Según la escala elaborada por Latinobarómetro, Brasil era, en 2017, el país con menor índice de desarrollo democrático: 4,4; por debajo del promedio regional: 5,5; y muy por debajo del país con mayor desarrollo democrático de la región, Uruguay, con 6,9. Apenas el 13 por ciento de la población brasileña se mostraba satisfecha con la democracia y 97 por ciento sostenía que la democracia sirve para que los poderosos gobiernen en su propio beneficio. Una situación que se volvía más frágil cuando se observaba que, en un contexto de desconfianza con relación a todo, 69 por ciento de los brasileños confiaban en las iglesias (no necesariamente en la tradicional iglesia católica, sino en las emergentes y poderosas iglesias neopentecostales), 50 por ciento en el ejército, 27 por ciento en el poder judicial y sólo 11 por ciento en el parlamento, 8 por ciento en el gobierno y 7 por ciento en los partidos políticos.
Las democracias, alertó recientemente Boaventura de Sousa Santos, pueden morir democráticamente.
En este contexto, que la izquierda y el progresismo brasileños hayan pensado que el principal riesgo era el neoliberalismo y que una alternativa autoritaria, fascista, era lejana para el país, no fue más que un inmenso error de cálculo.
Aunque “la era del fascismo se encuentra cada vez más alejada en la historia, su retórica política parece hallarse permanentemente con nosotros”, sostuvo alguna vez uno de los mayores especialistas en la materia, el historiador y catedrático emérito en la Universidad de Wisconsin-Madison, Stanley Payne.
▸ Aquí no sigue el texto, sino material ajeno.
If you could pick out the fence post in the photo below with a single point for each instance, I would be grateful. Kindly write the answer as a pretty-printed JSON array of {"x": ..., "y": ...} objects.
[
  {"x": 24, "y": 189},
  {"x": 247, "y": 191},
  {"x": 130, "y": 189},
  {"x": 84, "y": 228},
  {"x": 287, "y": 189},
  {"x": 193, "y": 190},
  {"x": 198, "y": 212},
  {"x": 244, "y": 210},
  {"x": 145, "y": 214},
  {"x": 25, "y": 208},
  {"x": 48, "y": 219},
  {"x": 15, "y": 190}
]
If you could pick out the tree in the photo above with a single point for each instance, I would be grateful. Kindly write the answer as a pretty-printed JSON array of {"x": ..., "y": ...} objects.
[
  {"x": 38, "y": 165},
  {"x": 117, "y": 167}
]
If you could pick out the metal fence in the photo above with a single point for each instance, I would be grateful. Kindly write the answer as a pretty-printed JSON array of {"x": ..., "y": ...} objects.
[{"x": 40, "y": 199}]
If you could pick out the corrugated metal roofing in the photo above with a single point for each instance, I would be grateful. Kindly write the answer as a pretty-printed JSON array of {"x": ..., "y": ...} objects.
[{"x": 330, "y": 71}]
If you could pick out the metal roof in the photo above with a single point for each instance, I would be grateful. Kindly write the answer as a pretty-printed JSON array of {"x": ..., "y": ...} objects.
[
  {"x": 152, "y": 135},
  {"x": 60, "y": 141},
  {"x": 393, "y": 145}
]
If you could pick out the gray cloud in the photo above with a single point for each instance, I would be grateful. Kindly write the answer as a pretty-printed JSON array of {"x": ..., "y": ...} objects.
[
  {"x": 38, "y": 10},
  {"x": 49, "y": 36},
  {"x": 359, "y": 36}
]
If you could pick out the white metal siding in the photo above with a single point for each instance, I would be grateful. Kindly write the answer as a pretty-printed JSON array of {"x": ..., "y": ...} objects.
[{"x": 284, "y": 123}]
Una perspectiva semejante expuso el gran Umberto Eco en su célebre conferencia, Contra el fascismo. Entendido como retórica de alcance universal, Eco sostendrá que “se puede jugar al fascismo de muchas maneras y el nombre del juego no cambia”. Así, “el término ‘fascismo’ se adapta a todo, porque es posible eliminar de un régimen fascista uno o más aspectos y siempre podemos reconocerlo como fascista”. Eco enumera 14 características del “fascismo eterno”, aunque sólo algunas de ellas alcanzarían para poner en riesgo cualquier democracia republicana: el apego irreductible a la tradición; el hartazgo con la modernidad; el culto a la acción y el desprecio al pensamiento; el odio a quienes se oponen a la “verdad”; la fobia a la diversidad; el aprovechamiento del sentimiento de frustración de las clases medias y de los sectores populares con la política; la xenofobia; la consideración del enemigo como siendo, al mismo tiempo, demasiado poderoso y demasiado débil; la apología de la violencia y de la guerra; el elitismo; el heroísmo mesiánico; el machismo y el culto al patriarcado; la adoración del líder como único intérprete de la voluntad común; la pobreza lingüística, la sintaxis primaria y el rechazo al razonamiento complejo.
Jair Messias Bolsonaro, como ya lo hemos dicho, no es la causa sino la consecuencia del régimen de excepción que se instaló en Brasil desde el golpe a Dilma Rousseff y la prisión arbitraria y sin pruebas del ex presidente Lula. Su fortaleza reside en que su liderazgo se apoya en una profunda crisis de legitimidad de la democracia, en una sociedad marcada secularmente por el racismo, el colonialismo, la tradición esclavista, oligárquica y autoritaria, cumpliendo no alguna sino todas las 14 dimensiones del fascismo eterno que enumera Umberto Eco.
De esto se han dado cuenta hasta los liberales y neoliberales demócratas del país. Aunque quizás ya sea demasiado tarde.
* Secretario ejecutivo de Clacso y profesor de la Universidad del Estado de Río de Janeiro.